Additionally, the postponement of Tokyo 2020 meant that many employees had to work remotely, often relying on BYODs to carry out tasks. Like IoT devices, BYODs typically have fewer security features than enterprise devices as to not disrupt the user’s experience… And remote work means a less secure environment. Again, such factors put the Games in a vulnerable position. And it is possible that an endpoint has already been targeted. The perpetrators might simply be waiting for the right moment to execute the attack. After all, the opening ceremony is the perfect stage.
Going for gold with HAC-1
Gold medals might be for athletes, but enterprises should, too, aim for gold in the cybersecurity domain. Doing so means attending to all vulnerabilities to the greatest extent; a lack of hardware security is a vulnerability that is necessary for organizations to address. Sepio’s Hardware Access Control (HAC-1) solution provides entities with the Physical Layer coverage they need to obtain complete device visibility. And, in doing so, also protects against hardware-based attacks. As the leader in Rogue Device Mitigation (RDM), Sepio’s solution identifies, detects and handles all peripherals; no device goes unmanaged.

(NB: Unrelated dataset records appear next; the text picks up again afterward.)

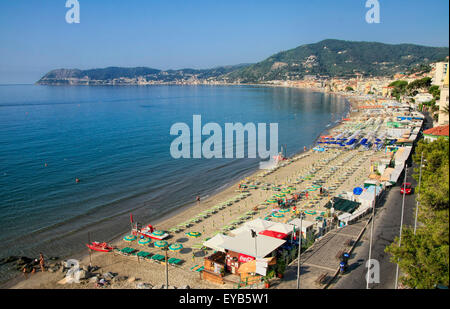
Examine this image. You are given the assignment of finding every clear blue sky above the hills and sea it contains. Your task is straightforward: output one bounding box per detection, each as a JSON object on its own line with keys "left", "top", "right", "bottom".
{"left": 0, "top": 0, "right": 449, "bottom": 83}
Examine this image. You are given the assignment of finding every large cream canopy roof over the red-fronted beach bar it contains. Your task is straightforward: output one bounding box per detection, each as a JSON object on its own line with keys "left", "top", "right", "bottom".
{"left": 220, "top": 232, "right": 286, "bottom": 258}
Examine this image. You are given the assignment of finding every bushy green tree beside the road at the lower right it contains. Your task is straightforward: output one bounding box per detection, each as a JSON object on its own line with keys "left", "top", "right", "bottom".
{"left": 386, "top": 138, "right": 449, "bottom": 289}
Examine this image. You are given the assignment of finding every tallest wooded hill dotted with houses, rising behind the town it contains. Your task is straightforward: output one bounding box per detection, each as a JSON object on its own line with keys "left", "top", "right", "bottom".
{"left": 226, "top": 40, "right": 449, "bottom": 83}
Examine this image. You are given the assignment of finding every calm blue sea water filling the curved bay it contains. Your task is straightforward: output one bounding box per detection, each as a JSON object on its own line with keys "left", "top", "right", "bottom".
{"left": 0, "top": 85, "right": 347, "bottom": 257}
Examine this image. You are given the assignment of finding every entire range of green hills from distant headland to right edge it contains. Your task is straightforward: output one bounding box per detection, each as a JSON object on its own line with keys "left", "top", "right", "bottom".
{"left": 37, "top": 40, "right": 449, "bottom": 85}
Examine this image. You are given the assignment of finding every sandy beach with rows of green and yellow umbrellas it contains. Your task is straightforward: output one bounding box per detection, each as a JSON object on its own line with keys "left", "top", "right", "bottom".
{"left": 6, "top": 89, "right": 375, "bottom": 289}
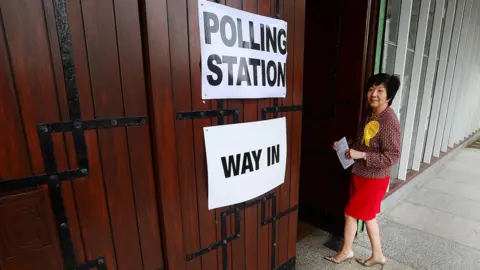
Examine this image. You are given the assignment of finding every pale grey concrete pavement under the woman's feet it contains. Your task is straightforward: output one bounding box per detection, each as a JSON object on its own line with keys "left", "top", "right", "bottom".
{"left": 296, "top": 148, "right": 480, "bottom": 270}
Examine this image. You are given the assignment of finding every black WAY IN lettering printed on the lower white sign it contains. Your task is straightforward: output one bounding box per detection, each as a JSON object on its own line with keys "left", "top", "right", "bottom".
{"left": 221, "top": 144, "right": 280, "bottom": 178}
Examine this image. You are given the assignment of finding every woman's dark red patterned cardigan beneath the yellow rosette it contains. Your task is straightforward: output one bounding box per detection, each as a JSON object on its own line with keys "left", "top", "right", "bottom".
{"left": 352, "top": 107, "right": 401, "bottom": 178}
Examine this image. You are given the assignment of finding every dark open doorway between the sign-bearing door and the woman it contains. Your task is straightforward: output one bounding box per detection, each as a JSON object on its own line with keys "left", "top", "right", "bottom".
{"left": 299, "top": 0, "right": 377, "bottom": 237}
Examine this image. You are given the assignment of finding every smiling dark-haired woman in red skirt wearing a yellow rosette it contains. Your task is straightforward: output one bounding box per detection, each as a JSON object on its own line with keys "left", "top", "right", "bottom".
{"left": 326, "top": 73, "right": 401, "bottom": 267}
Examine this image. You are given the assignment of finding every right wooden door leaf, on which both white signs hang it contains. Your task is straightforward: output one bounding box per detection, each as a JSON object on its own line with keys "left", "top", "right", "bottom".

HAC-1 uses Physical Layer fingerprinting technology and Machine Learning to calculate a digital fingerprint from the electrical characteristics of all devices and compares them against known fingerprints. In doing so, HAC-1 can provide organizations with ultimate device visibility and detect vulnerable devices and switches within the infrastructure. In addition to the deep visibility layer, a comprehensive policy enforcement mechanism recommends on best practice policy and allows the administrator to define a strict, or more granular, set of rules for the system to enforce. When a device breaches the pre-set policy, HAC-1 automatically instigates a mitigation process that instantly blocks unapproved or Rogue hardware. With hardware security, enterprises are better protected. And as a result, so is the Olympics. A biological virus already caused disruptions to Tokyo 2020; we do not need a cyber virus causing any more.